L'Assemblée nationale a choisi de privilégier la logique propre aux minima sociaux : elle a donc sorti l'API et le RMI du régime commun prévu par l'article L. 114-13 du code de la sécurité sociale et prévu un régime commun aux trois minima sociaux, fondé sur une amende de 3.000 euros d'amende, doublée en cas de récidive. Elle a en effet estimé qu'une amende de 5.000 euros était encore trop élevée, compte tenu du public considéré et au regard de la réalité des fraudes commises, lesquelles portent généralement sur de petits montants. Elle a toutefois précisé que les sanctions prévues en cas d'escroquerie s'appliqueront lorsque ce délit sera effectivement constitué.

b) La création d'un régime de sanctions administratives

La mise en oeuvre des sanctions prévues en cas de fraude est également pénalisée par la lourdeur de la procédure judiciaire. Comme le souligne le rapport Mercier-Raincourt, la longueur des délais de jugement n'en fait pas un instrument toujours satisfaisant.
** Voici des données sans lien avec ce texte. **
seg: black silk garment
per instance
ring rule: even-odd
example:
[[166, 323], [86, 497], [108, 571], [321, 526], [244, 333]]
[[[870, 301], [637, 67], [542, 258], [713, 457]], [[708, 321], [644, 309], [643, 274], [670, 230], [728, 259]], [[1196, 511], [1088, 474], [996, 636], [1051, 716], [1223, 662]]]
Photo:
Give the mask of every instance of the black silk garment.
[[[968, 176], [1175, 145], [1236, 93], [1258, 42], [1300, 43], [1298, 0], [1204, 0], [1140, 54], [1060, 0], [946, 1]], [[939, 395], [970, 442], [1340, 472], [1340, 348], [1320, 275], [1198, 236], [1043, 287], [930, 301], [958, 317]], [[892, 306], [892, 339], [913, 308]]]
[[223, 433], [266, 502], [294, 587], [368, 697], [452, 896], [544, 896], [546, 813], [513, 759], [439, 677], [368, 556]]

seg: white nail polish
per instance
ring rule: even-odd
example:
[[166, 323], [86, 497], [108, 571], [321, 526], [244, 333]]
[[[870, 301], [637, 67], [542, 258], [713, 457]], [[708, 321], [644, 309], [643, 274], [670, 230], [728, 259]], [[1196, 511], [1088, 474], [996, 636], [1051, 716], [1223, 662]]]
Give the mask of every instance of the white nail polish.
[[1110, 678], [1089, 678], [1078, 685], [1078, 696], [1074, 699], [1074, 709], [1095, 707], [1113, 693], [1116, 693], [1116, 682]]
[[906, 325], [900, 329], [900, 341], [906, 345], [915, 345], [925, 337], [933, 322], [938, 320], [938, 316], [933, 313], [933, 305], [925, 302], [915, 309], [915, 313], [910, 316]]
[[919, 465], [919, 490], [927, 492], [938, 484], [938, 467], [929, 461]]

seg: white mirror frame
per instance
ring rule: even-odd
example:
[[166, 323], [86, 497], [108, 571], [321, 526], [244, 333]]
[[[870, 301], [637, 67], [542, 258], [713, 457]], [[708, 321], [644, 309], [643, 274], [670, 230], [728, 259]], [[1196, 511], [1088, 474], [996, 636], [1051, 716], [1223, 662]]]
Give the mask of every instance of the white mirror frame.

C'est la raison pour laquelle l'Assemblée nationale a choisi de donner aux autorités en charge de chaque prestation - président du conseil général pour le RMI, directeur de la Caf pour l'API et préfet pour l'ASS - la faculté de prononcer une amende administrative, d'un montant maximum de 3.000 euros, en cas de déclaration de situation délibérément incomplète ou inexacte ou d'absence volontaire de déclaration de situation, ayant abouti à des versements indus. Cette proposition rejoint celle du rapport Mercier-Raincourt qui visait à donner aux présidents de conseils généraux le pouvoir d'infliger directement une contravention de 5 ème classe, soit 1.500 euros.

Une telle solution n'est pas entièrement nouvelle : la loi du 13 août 2004 relative à l'assurance maladie avait déjà mis en place d'un tel dispositif d'amendes administratives. Il a ensuite été généralisé par la loi de financement de la sécurité sociale pour 2006 pour toutes les prestations versées par des organismes de protection sociale. Dans tous les cas, y compris celui créé par le présent projet de loi, ces amendes sont prononcées sous le contrôle du juge administratif.

Votre commission approuve ce dispositif qui lui paraît à la fois plus réactif, donc plus dissuasif et plus souple : contrairement à la sanction pénale, l'amende administrative peut être modulée en fonction de la gravité de la fraude, de son caractère réitéré ou non et de la situation de précarité du bénéficiaire.

Elle souligne en outre que l'Assemblée nationale a entouré le recours à ces amendes administratives de garanties pour les bénéficiaires : l'autorité compétente pour prononcer l'amende a l'obligation de notifier le montant de l'amende envisagée et ses motifs, en laissant un délai minimum d'un mois au bénéficiaire pour présenter des observations, et celui-ci a la possibilité de se faire assister par la personne de son choix. Dans le cas de l'ASS et de l'API, une garantie supplémentaire est même prévue puisque les amendes ne peuvent être prononcées qu'après avis d'une commission.